In what has to be one of the largest and most historic guitar collections to go to auction, 120 instruments from David Gilmour's personal collection went up for sale Thursday at Christie's in New York City, with all of Gilmour's profits being donated to charity. Guitars at the heart of The Dark Side of the Moon, Wish You Were Here, The Wall, and countless Pink Floyd performances and studio sessions were sold, many for historically large amounts.

Included in the sale was the Black Strat—Gilmour's iconic black Fender Stratocaster that has been with him since his earliest days in Pink Floyd. What started as an off-the-shelf '68–'69 Standard was heavily modified throughout his career.

From 1971 forward, it was his main guitar, including on landmark moments like the solo on "Comfortably Numb" and the entirety of "Shine on You Crazy Diamond." Final price? $3,975,000. Prior to the sale of the Black Strat, the most expensive guitar ever sold at auction was the "Reach Out to Asia" Stratocaster, signed by the world's biggest rockstars and auctioned off to support victims of the 2004 Tsunami. That guitar garnered $2.7 million when sold in 2005.

Gilmour's white 1954 Fender Stratocaster bears the serial number 0001. And while Fender's factory manager from that early era has said that serial numbers from that time are unreliable, Gilmour's '54 is believed to be a pre-production Stratocaster gifted from Leo Fender himself to country guitarist Rex Gallion.

This 1954 Strat would be a historic instrument whether it passed through Gilmour's hands or not, but once he got it in the late '70s, he famously used it for the rhythm guitar track on "Another Brick In the Wall (Part 2)."

When it sold early in the auction for the price of $1,815,000, it set the new record for the largest amount ever paid for a single artist's Stratocaster at an auction, only to have that new record eclipsed by the sale of the Black Strat hours later. (For comparison, Bob Dylan's Newport Folk Festival Strat sold for $965,000 in 2013.)

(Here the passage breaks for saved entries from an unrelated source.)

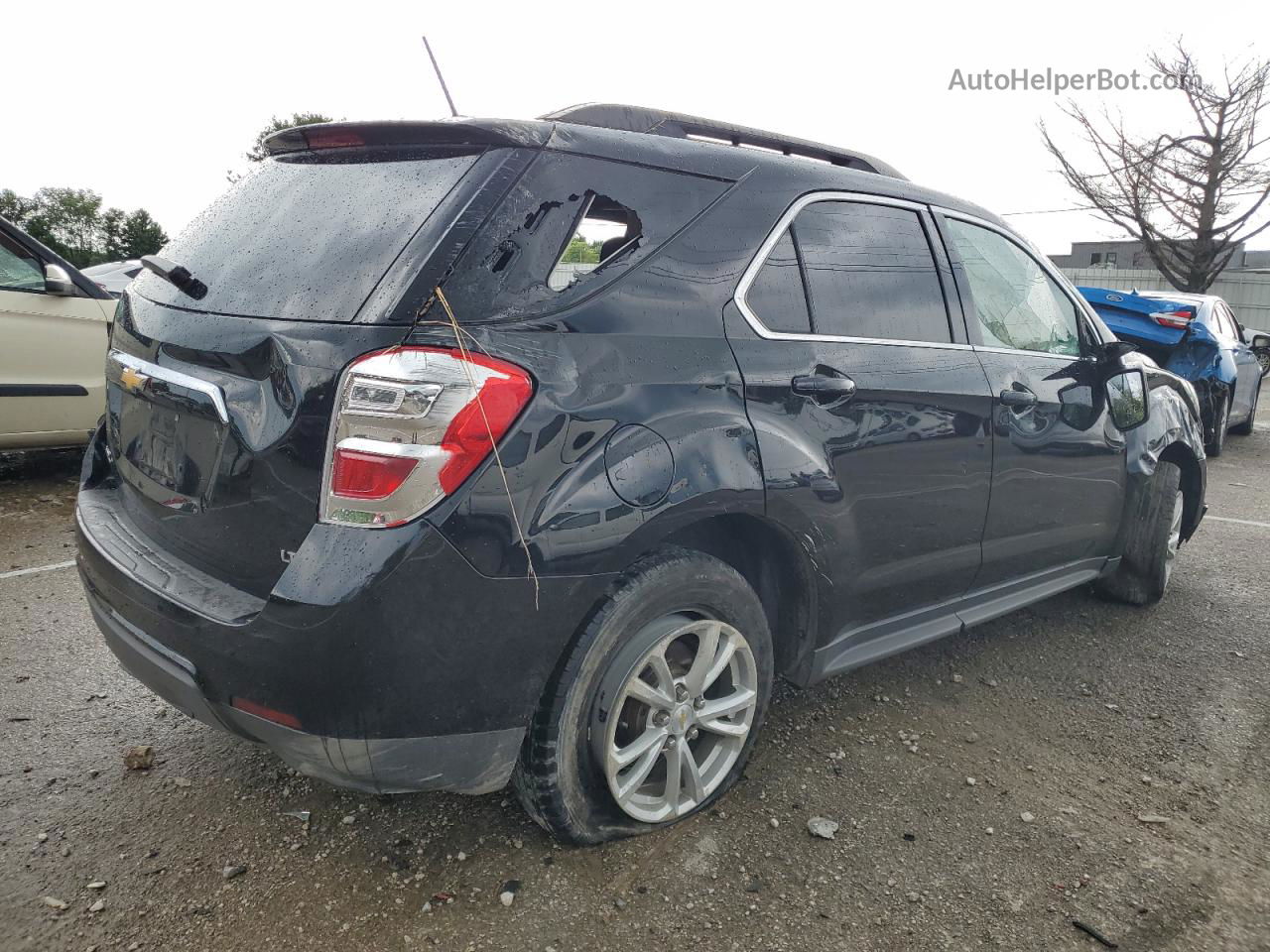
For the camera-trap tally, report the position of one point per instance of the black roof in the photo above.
(658, 122)
(667, 140)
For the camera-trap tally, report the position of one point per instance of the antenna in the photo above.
(440, 77)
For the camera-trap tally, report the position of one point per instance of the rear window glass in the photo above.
(307, 238)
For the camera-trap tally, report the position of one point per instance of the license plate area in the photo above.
(167, 431)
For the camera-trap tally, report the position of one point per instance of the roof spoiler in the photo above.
(449, 132)
(657, 122)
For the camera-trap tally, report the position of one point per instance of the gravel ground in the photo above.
(1075, 761)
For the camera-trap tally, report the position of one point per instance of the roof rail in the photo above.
(636, 118)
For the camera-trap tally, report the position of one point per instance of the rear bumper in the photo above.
(404, 667)
(468, 763)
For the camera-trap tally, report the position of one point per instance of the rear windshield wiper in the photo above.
(176, 275)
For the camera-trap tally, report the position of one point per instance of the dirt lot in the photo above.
(1075, 719)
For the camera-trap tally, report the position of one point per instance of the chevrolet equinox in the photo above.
(452, 454)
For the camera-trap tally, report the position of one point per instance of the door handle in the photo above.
(824, 388)
(1017, 399)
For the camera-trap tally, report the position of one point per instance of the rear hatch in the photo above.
(220, 404)
(1156, 325)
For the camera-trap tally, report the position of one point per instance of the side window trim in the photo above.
(1078, 302)
(785, 221)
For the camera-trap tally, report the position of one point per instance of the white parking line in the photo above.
(55, 566)
(1241, 522)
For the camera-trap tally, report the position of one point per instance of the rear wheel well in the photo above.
(1192, 483)
(772, 563)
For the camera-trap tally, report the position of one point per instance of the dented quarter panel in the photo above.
(1173, 426)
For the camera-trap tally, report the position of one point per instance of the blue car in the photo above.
(1198, 338)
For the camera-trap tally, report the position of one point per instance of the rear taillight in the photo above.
(1174, 318)
(411, 425)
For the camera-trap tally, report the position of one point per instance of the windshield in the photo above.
(308, 236)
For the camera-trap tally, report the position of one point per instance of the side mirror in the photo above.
(1127, 399)
(1260, 345)
(59, 282)
(1115, 349)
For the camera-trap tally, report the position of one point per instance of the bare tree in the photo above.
(1192, 198)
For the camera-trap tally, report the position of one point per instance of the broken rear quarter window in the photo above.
(604, 230)
(567, 230)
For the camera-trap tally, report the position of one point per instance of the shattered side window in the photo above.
(570, 227)
(604, 230)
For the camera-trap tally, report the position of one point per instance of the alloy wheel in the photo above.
(1175, 537)
(681, 719)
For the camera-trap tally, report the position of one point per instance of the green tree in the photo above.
(257, 153)
(141, 235)
(581, 252)
(14, 207)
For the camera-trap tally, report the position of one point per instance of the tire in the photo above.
(667, 604)
(1155, 537)
(1245, 429)
(1220, 422)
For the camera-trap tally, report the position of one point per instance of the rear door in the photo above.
(1246, 366)
(869, 408)
(1058, 463)
(220, 405)
(54, 347)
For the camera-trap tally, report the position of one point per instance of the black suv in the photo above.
(441, 454)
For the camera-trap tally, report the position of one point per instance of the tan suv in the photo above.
(54, 325)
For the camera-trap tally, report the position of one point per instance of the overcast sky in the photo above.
(150, 104)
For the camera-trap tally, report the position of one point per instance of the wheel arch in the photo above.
(1193, 483)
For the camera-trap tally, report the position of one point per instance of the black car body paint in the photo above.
(412, 657)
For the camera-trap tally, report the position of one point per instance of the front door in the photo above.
(870, 411)
(1058, 462)
(53, 386)
(1247, 368)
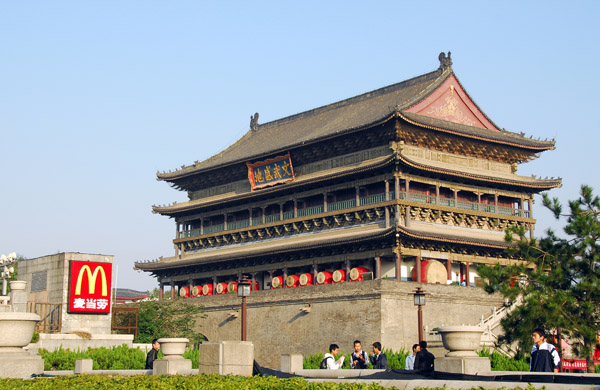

Two other guitars from the collection—a 1969 Martin D-35 and a 1971 Martin D12-28—were also particularly important to Gilmour's songwriting and recording. The D-35 was a trusted writing-session and studio companion to Gilmour from 1972 onward, present at sessions for Obscured By Clouds, Dark Side, and more. It can be heard on "Welcome to the Machine" and "Wish You Were Here."

Expected to fetch $10,000–$20,000, according to Christie's pre-auction catalog, it instead sold for $1,095,000, the highest price ever paid for a Martin, according to Christie's.

The 12-string opening riff from "Wish You Were Here" was written and recorded with Gilmour's D12-28, which sold for $531,000.

But those were far from the only guitars that sold for astonishing amounts. Gilmour's 1958 Gretsch White Penguin sold for $447,000, while a 1955 Les Paul Goldtop—which Gilmour used on the "Another Brick in the Wall (Part 2)" solo—sold for another $447,000. Even Gilmour's simple Jedson steel guitar, which had an estimate of just $2,000, fetched $300,000. An '80s Gibson acoustic crested $230,000. A Steinberger went for $125,000. A 2008 Fender P-Bass sold for $52,500. And on and on.

Perhaps it was the charitable nature of the auction or perhaps Gilmour's super fans simply egged each other on to higher and higher bids, but regardless, across the board, estimates were blown out of the water. The grand total for all of the instruments is $21.5 million—all of it going to the climate change organization ClientEarth.